For fuels, electric (location-based method) and thermal energy, emission factors and calorific values were taken on the basis of data from the National Centre for Emission Balancing and Management, whereas for SF6 and HFC gases GWP100 factors were taken in accordance with the 4th Intergovernmental Panel on Climate Change (IPCC) report. The emission factors for electricity according to the market-based method were assumed on the basis of information on the fuel mix used as published in the websites or respective energy suppliers. The emission factors for air business travel were taken from the DEFRA (UK Department for Environment, Food & Rural Affairs).

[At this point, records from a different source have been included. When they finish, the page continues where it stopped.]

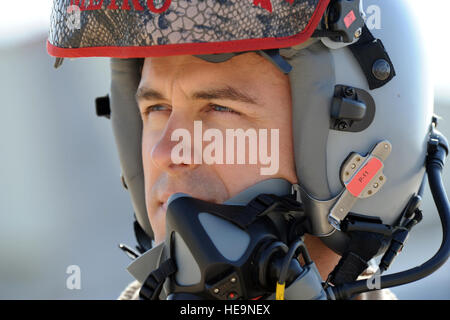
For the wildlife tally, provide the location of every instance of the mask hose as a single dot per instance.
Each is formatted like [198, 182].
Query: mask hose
[437, 152]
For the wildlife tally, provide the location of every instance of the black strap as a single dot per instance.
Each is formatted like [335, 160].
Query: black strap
[144, 241]
[153, 285]
[373, 59]
[363, 246]
[261, 205]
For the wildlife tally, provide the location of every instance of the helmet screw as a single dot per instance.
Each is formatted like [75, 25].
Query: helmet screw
[349, 92]
[342, 125]
[381, 69]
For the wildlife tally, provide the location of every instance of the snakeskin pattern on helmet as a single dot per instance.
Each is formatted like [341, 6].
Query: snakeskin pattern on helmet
[185, 21]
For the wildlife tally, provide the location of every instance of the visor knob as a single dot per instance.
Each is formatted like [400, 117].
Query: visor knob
[381, 69]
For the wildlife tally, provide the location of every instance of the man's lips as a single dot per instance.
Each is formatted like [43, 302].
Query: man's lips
[163, 205]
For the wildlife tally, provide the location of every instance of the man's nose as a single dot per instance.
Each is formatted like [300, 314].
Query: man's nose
[174, 151]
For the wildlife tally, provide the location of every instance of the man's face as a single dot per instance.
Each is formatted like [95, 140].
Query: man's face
[245, 92]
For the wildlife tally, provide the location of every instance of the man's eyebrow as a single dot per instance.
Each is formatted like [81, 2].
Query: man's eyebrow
[224, 93]
[144, 93]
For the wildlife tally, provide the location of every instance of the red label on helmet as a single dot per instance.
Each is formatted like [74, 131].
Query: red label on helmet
[363, 177]
[349, 19]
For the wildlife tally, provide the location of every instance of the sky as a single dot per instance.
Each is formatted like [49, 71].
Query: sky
[18, 26]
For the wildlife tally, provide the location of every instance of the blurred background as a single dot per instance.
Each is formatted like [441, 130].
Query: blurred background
[61, 199]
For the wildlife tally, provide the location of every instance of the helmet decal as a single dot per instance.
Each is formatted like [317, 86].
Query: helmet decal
[140, 28]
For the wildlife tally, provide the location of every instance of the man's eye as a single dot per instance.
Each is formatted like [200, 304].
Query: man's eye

No biogenic greenhouse gas emissions were identified. The greenhouse gas included in emission factors for fuels, electric and thermal energy is CO2.
GRI 305-4
GHG emissions intensity ratio per electric energy unit taken off the grid
Mg CO2e
2019 2018 2017
GHG Scope 1 + 2 emissions (location-based) + 3 [Mg CO2e] 1,114,561 1,225,050 1,265,188
Quantity of energy taken off the grid [MWh] 105,739,380 107,089,437 102,646,083
GHG emissions/MWh of energy taken off the grid [Mg CO2e/MWh] 0.0105 0.0114 0.0123
Carbon footprint is the sum of greenhouse gas emissions produced directly or indirectly by a person, organisation, event or product. It includes the emissions of carbon dioxide, methane, nitrous oxide and other greenhouse gases, expressed in CO2 equivalent. Carbon footprint of an organisation includes emissions caused by all its activities. Its measure is MgCO2e – tonne (megagram) of carbon dioxide equivalent.
Carbon footprint is one of the key tools of contemporary environmental management. It is of an international nature and is used increasingly often by business operators as a basic method of improving business performance.